Equally, you can look to set different prices, with different profit margins, when you have a range of different services to offer. So, you may look to make a sensible profit margin with a competitive price for your core service, but extend that margin for complimentary services that you know are more ‘sticky’ with certain clients or where it makes sense for your clients to extend their treatment. Ultimately, the goal of a practice has to be to ensure that your clients are in the best physical shape that they can be when their treatment is over, so looking to establish a culture of delivering a range of different services that provide a great service to your clients and bring in different profit opportunity for your business is a winning strategy.

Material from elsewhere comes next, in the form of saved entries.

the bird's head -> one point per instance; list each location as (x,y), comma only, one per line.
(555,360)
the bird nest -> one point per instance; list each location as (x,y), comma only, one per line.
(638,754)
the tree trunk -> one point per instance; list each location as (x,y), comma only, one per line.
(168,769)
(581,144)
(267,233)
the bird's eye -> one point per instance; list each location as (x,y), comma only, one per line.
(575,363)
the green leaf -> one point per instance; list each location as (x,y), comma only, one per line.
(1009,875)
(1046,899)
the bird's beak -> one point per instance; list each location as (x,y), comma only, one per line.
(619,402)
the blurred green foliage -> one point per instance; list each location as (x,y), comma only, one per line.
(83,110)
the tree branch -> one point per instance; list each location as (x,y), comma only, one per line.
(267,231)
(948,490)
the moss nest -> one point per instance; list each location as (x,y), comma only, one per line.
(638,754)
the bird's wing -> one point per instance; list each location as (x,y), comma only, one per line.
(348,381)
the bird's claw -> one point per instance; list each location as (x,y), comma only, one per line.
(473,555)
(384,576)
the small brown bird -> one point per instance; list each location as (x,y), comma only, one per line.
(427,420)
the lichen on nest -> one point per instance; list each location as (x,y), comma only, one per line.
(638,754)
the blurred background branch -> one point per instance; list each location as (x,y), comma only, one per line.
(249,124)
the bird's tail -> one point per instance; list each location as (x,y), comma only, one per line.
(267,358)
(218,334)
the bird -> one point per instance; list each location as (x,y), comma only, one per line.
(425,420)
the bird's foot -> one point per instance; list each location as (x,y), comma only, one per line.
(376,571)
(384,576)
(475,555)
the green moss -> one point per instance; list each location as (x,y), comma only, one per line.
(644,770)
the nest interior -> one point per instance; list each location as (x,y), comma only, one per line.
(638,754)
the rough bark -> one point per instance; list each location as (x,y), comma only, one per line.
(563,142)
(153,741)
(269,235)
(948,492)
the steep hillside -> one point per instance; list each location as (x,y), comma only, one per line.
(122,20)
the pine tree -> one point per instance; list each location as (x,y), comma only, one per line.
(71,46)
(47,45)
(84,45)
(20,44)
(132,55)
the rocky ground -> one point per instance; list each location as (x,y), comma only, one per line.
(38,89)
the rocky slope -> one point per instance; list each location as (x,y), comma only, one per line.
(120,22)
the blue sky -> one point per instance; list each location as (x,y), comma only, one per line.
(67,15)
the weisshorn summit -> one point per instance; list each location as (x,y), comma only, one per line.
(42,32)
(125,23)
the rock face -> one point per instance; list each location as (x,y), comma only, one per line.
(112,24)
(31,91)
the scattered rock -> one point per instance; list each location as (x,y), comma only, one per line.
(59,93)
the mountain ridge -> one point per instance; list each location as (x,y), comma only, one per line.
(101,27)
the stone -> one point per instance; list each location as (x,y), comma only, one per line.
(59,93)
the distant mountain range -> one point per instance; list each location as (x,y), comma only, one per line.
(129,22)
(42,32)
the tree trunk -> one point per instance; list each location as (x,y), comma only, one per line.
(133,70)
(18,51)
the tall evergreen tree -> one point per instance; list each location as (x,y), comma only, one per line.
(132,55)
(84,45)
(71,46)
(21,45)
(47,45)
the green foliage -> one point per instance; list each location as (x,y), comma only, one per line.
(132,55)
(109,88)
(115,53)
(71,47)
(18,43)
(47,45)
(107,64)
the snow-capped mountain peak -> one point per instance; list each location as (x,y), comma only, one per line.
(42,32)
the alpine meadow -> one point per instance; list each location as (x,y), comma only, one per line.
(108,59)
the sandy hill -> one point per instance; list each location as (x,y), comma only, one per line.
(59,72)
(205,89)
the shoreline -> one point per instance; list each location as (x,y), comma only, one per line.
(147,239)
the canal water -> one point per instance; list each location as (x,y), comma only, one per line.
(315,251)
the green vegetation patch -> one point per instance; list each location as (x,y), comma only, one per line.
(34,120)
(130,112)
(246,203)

The right pricing model for your healthcare practice
Getting the pricing model right should not be a reflection of what everyone else is charging, but a mirror of your overall business plan. The choice of such model usually boils down to two options:
This approach suggests charging your clients less, in order to attract higher volume of patients.
This pricing model focuses on delivering a unique, high quality service, that will give you room to charge higher prices.
However, unless you have a clear forecast (e.g. how many rooms and clinicians you will need in the future, etc.), you will not be able to come up with a suitable pricing model. Always have a clear overview of both the existing and new costs in your business, and take these into consideration, when generating your model.
Also, be wary of the price squeeze effect. If you are, in the long run, spending more than you are pulling in, you would most likely end up upping the price, to compensate for the shortfall. Always analyse whether any spending that you may have is required. Eliminating unnecessary expenditure will reduce the upward pressures that might be bubbling underneath your pricing model.
The price/service correlation and pricing advice
So setting a price is about seeing it in the context of your overall goals and ambitions for your business, and the type of service you want to deliver.
To recap, here are the key variables to take into consideration, when developing your price:
- Include forecasting as a component of price planning
- Don’t structure your cost based on the price that your competitors charge
- Don’t embark on new spending odysseys until you see the impact of the current financial plan on profit
- Consider packaging and different pricing models, with different profit margins, for complimentary services
Ultimately, you have the complete freedom to set your own price. Be wary of getting stuck in a competitive price model – it’s your business, your goals and your forecast, so create a clear pricing strategy and stick to it.